Entries are stored by name. There are two types, string or array. Numbers are stored as an array with dimensions 1x1x1. You can write them using the Save() method and read them using various Read****Array() methods. You can query the file to see if a variable exists or not. If you save a variable with a name that already exists, it will not remove this variable but the old value will not be accessible. This means you have effectively overwritten it, but the file didn’t change size. This even happens if the data would have the same size. This is done to make the file format simpler, and also so that any program that is reading the output you are writing knows that you can’t go backwards in the file.

Many of the classes described in the next section overload the functions Read, Write and WriteOne to save content to the data file. That means that you can use a call like

WriteOne(dataFile,"name",object);

in a code to save an object into a file with a given name. The function that gets called will depend on the type of the object and will typically save several arrays/strings into the data file. The object is saved in such a way that ImageTank will recognize the type.

Data Types

ImageTank defines a number of data types, and almost all of them have a matching class type in DTSource.
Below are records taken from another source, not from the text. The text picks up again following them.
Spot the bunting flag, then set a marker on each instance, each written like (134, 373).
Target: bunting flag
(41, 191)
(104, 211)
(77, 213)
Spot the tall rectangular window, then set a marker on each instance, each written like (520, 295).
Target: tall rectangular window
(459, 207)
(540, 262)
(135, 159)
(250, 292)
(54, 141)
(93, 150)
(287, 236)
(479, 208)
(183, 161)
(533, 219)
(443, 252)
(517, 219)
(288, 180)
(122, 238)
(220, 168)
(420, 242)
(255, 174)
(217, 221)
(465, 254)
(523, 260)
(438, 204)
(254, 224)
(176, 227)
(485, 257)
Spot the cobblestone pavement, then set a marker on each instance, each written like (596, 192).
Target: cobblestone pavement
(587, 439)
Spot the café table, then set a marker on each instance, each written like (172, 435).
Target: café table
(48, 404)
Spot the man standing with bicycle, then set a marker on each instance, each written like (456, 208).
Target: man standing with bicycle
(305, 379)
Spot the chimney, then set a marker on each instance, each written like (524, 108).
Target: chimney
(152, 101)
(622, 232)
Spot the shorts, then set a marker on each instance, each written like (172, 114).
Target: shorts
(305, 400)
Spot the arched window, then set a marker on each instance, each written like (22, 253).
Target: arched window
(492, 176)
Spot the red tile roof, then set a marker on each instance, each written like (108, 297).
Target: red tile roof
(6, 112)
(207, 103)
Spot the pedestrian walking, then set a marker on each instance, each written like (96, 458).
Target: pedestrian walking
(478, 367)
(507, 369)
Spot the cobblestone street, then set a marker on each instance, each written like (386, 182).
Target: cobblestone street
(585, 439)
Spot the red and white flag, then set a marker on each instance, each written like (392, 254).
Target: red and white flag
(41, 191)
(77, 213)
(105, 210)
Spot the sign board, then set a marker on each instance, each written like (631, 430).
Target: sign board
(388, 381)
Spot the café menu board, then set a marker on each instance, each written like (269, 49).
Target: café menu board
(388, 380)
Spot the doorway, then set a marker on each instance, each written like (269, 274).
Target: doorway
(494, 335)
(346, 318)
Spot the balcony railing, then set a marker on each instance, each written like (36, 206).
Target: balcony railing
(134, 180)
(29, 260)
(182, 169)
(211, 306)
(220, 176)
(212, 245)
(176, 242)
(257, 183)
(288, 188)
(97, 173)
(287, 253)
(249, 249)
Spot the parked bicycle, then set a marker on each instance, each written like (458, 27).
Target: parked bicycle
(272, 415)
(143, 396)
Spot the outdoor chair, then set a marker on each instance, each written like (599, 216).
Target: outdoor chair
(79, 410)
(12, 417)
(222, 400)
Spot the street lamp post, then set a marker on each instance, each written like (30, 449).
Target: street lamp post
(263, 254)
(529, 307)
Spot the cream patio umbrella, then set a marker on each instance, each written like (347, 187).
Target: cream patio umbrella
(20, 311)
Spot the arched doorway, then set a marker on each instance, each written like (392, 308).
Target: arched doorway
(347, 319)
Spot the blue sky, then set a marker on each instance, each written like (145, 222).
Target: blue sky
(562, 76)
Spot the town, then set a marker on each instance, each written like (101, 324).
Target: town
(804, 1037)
This allows external programs to send data over to a C++ program that uses DTSource and makes it easy for C++ to hand back one or more objects back. There are a number of different class types, and they will be explained further elsewhere, but this will focus on DTTable.

DTTable

DTTable is a C++ class to match the table class in ImageTank. It is a tabular data similar to classes called data frames in some other languages/libraries.
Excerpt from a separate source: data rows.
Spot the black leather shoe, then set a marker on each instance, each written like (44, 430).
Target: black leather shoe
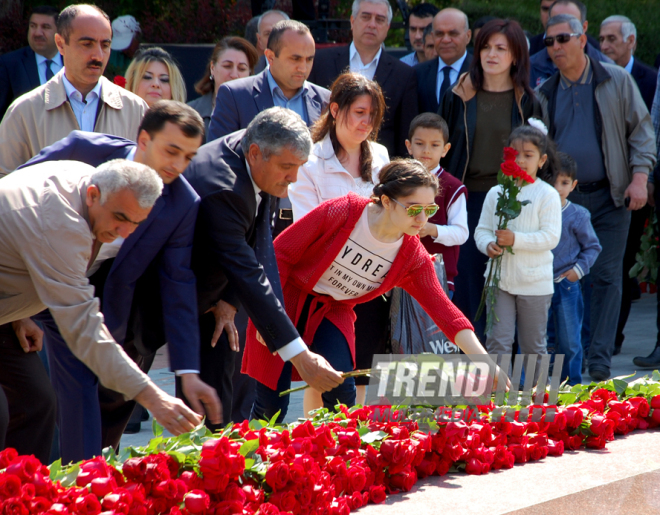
(650, 361)
(599, 373)
(133, 428)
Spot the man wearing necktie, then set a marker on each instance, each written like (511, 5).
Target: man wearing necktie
(452, 34)
(236, 178)
(34, 65)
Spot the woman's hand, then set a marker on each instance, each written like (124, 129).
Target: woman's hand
(493, 250)
(505, 237)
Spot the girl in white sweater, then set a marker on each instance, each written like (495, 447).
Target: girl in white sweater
(526, 285)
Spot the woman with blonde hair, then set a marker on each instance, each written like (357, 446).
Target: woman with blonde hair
(153, 75)
(232, 58)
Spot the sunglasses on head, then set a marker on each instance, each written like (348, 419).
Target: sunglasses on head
(561, 38)
(416, 209)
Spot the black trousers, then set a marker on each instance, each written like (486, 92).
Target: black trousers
(27, 401)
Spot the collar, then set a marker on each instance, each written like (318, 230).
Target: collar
(585, 78)
(57, 59)
(272, 85)
(71, 90)
(352, 51)
(456, 66)
(628, 67)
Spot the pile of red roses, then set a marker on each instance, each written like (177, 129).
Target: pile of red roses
(333, 466)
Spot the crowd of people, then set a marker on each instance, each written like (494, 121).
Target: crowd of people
(258, 229)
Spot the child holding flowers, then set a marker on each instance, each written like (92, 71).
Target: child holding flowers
(519, 226)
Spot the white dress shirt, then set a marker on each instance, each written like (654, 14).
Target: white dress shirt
(296, 346)
(453, 73)
(456, 231)
(83, 108)
(357, 66)
(55, 66)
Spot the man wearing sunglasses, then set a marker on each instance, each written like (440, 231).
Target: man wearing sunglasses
(541, 65)
(595, 113)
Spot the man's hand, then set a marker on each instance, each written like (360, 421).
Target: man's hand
(429, 229)
(505, 237)
(30, 336)
(170, 412)
(224, 321)
(493, 250)
(650, 188)
(571, 275)
(316, 371)
(202, 397)
(637, 192)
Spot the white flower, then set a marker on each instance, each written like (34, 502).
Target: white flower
(538, 124)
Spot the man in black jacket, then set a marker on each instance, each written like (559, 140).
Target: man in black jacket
(233, 255)
(366, 55)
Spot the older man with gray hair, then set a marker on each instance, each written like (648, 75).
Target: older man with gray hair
(55, 217)
(237, 177)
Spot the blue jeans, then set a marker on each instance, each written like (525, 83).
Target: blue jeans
(565, 320)
(330, 343)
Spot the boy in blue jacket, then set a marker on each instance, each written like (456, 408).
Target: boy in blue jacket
(575, 254)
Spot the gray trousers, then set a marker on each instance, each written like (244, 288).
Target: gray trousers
(602, 306)
(530, 314)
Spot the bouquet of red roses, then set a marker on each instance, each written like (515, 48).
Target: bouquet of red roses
(511, 178)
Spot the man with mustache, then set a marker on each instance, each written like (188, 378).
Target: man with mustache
(77, 98)
(31, 66)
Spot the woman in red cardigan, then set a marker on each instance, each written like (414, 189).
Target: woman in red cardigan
(347, 251)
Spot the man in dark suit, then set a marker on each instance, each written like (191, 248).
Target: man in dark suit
(618, 40)
(370, 24)
(145, 283)
(31, 66)
(233, 255)
(452, 34)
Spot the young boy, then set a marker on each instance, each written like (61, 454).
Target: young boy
(447, 229)
(575, 254)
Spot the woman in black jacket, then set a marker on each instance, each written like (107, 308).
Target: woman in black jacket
(482, 109)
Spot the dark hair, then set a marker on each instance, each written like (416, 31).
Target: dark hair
(581, 7)
(567, 166)
(205, 84)
(479, 24)
(68, 14)
(344, 91)
(424, 10)
(400, 177)
(429, 121)
(529, 134)
(46, 10)
(278, 31)
(172, 111)
(517, 46)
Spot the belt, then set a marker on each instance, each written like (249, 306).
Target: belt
(590, 187)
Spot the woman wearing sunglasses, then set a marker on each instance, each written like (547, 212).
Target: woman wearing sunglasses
(482, 109)
(345, 252)
(346, 158)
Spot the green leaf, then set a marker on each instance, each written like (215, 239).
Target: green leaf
(156, 428)
(249, 447)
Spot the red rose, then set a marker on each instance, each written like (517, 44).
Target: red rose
(277, 475)
(377, 494)
(197, 501)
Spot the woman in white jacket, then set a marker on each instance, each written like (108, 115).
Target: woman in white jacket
(346, 158)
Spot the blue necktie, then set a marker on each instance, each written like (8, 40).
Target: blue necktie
(445, 82)
(49, 72)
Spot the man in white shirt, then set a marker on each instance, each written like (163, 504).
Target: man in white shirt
(420, 17)
(452, 34)
(370, 23)
(33, 65)
(76, 98)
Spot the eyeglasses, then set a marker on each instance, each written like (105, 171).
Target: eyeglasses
(416, 209)
(561, 38)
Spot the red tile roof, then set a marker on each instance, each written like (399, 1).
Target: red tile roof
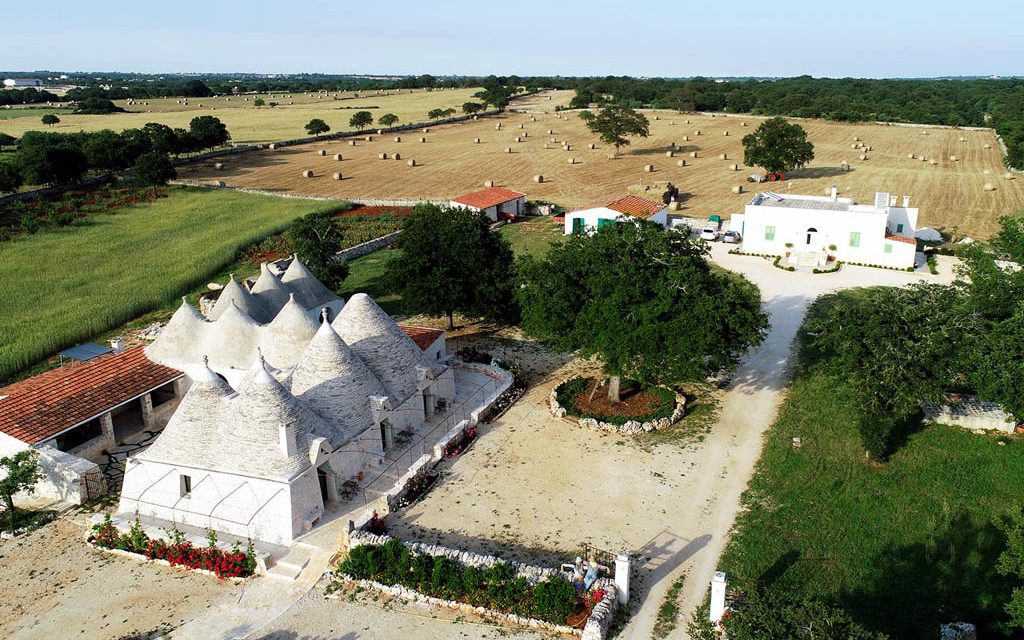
(902, 239)
(487, 198)
(422, 336)
(43, 406)
(636, 206)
At the top level, a DTTable has one or more columns and 0 and more rows. The column has a unique name and a type. The types are numbers, dates, text, points, polygons, surfaces etc. It uses a number of C++ tricks to make the syntax look relatively simple. The goal is to make it easy to extract columns and data from columns and easy to create a table from columns. You can even share columns between tables.

Creating a table

You create a table from a list of columns. Each column is a DTTableColumn object and are put into a DTList<DTTableColumn>. For example, to add a couple of numerical columns

DTMutableList<DTTableColumn> columns(2);
columns(0) = CreateTableColumn("x",firstList);
columns(1) = CreateTableColumn("y",secondList);
DTTable table(columns);

The function CreateTableColumn is overloaded, but all of them have the type CreateTableColumn(name,content), where content can be more than one argument, but the name is a string object. The type that is created depends on the content type. For example if you have a 2xN array of points and want to make a point column

DTMutableList<DTTableColummn> columns(1);
DTPointCollection2D points(xyList);
columns(0) = CreateTableColumn("point",points);
DTTable table(columns);

The second line creates a point collection object from the point list. You can combine the second and third line

DTMutableList<DTTableColummn> columns(1);
columns(0) = CreateTableColumn("p",DTPointCollection2D(xyList));
DTTable table(columns);

Extract data from table

If you get a table that has two columns x and y and need to extract the array from that table. After that you get the data from the table.

DTTableColumnNumber xInCol = table("x");
DTTableColumnNumber yInCol = table("y");
DTDoubleArray xList = xInCol.DoubleVersion();
DTDoubleArray yList = yInCol.DoubleVersion();

If the type of “x” is not a numerical column you get a run-time error.